Before we get into whether this is an acceptable distribution (and if not, in which direction it is unacceptable), it needs to be said that it is not an unusual distribution in European terms. Ireland is not particularly unequal. It sits in the middle, where its nearest neighbours are France, Germany and the Netherlands.

It is the stability which is unusual. Governments come and go, arguments about tax cuts and spending increases rage, budgets are passed, ministers are accused of grinding the faces of the poor in favour of the rich (very occasionally, the other way round) but the end result shows it was all much ado about nothing.
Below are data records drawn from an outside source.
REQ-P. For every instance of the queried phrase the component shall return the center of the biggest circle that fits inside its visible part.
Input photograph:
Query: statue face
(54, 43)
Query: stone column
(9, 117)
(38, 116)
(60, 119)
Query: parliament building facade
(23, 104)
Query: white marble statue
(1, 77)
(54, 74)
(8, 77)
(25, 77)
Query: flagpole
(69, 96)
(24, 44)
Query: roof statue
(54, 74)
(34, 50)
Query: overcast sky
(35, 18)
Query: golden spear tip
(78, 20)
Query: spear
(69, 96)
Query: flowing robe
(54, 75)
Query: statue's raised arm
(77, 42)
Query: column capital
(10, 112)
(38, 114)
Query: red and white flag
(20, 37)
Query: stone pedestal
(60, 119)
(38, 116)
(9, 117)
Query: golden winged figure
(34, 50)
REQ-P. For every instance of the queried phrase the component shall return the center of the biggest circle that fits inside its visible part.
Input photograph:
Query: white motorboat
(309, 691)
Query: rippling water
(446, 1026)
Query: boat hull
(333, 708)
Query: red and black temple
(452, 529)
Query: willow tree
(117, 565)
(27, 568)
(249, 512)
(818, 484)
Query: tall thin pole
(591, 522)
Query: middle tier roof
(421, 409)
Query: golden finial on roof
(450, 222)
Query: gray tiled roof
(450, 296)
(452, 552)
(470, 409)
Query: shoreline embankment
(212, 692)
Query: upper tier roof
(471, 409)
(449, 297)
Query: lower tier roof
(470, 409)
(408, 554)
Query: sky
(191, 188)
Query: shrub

That is not the same as doing nothing. The ESRI finds that if, as sometimes suggested, finance ministers were replaced by a passive index robot whose instructions were to change everything in line with inflation, poverty would be 50pc greater and the poverty gap double what they actually are.

The really big element is that earnings in Ireland grew so much more rapidly than in the rest of western Europe, or the USA. That meant that Ireland was able to buck the trend of increasing inequality which has received so much attention in the UK, US and the wider OECD.

The latter finds that as many as 40pc of the lower income groups in member states have seen no improvement in their relative position since the crash.

Much of the international comment has been sparked by the statistic that typical (median) earnings in the USA have barely increased in 20 years.

In Britain, they rose by 1.5pc a year but in Ireland the figure has been 3.23pc.

The 70pc rise in real wages since 1987 has been enough to raise all boats and reduce inequality in Ireland, while it increased in the two big English-speaking countries, and in many others as well in more recent years.

While the top 10pc of earners in the UK did better than the median with a 2pc increase, in Ireland they got less – an annual 2.8pc rise. (You had to be a really big earner in the USA to get anything).

Ireland is an exception. It is convenient just to assume that whatever is happening in Britain and America must be happening here. As a long-ago editor once said; just stick a green hat on the story and send it out. Often, though, things are happening differently here. Income distribution is one of them.

The report identifies the key triggers for the different Irish experience.

The main one is barely known now – the 1987 Commission on Social Welfare. In particular, its recommendations increased the lower rates of welfare benefits. Non- contributory pensions and jobseeker payments have risen by more than the 70pc gain in real wages, with most of the adjustment in the very dramatic years of 1987-1994.

The other trigger was indeed tax cuts, especially the reduction – nay, collapse – of the standard rate from 35pc to 20pc. That eaten bread is long forgotten and the low entry point for the higher rate which inevitably followed is now the focus of tax cut talk. Arithmetic says talk is all it will remain.

The entry point for income tax also increased faster than earnings were rising, under the somewhat unfortunate phrase, “taking people out of the tax net”; which makes it sound like something one is entitled to evade. So we are where we are or, to be more precise, more or less where we have always been.

Now we can get on to how desirable this is. Should policy aim to distribute income more equally, as in Denmark and Finland, or even Slovakia?

Or are things better arranged by having a wider spread, like Spain and New Zealand, even if the UK is a step too far?

The real issues go deeper than just income distribution. Ireland’s tax and welfare systems may leave it comfortably in the middle rank; but with almost the highest levels of private sector earnings in the OECD, matched by one of the biggest proportions of unemployed households.

The could produce the stuff of serious politics. There has been too much argument over statistics which are there for all to see, and not nearly enough over their causes and effects, not just on income but on general well-being.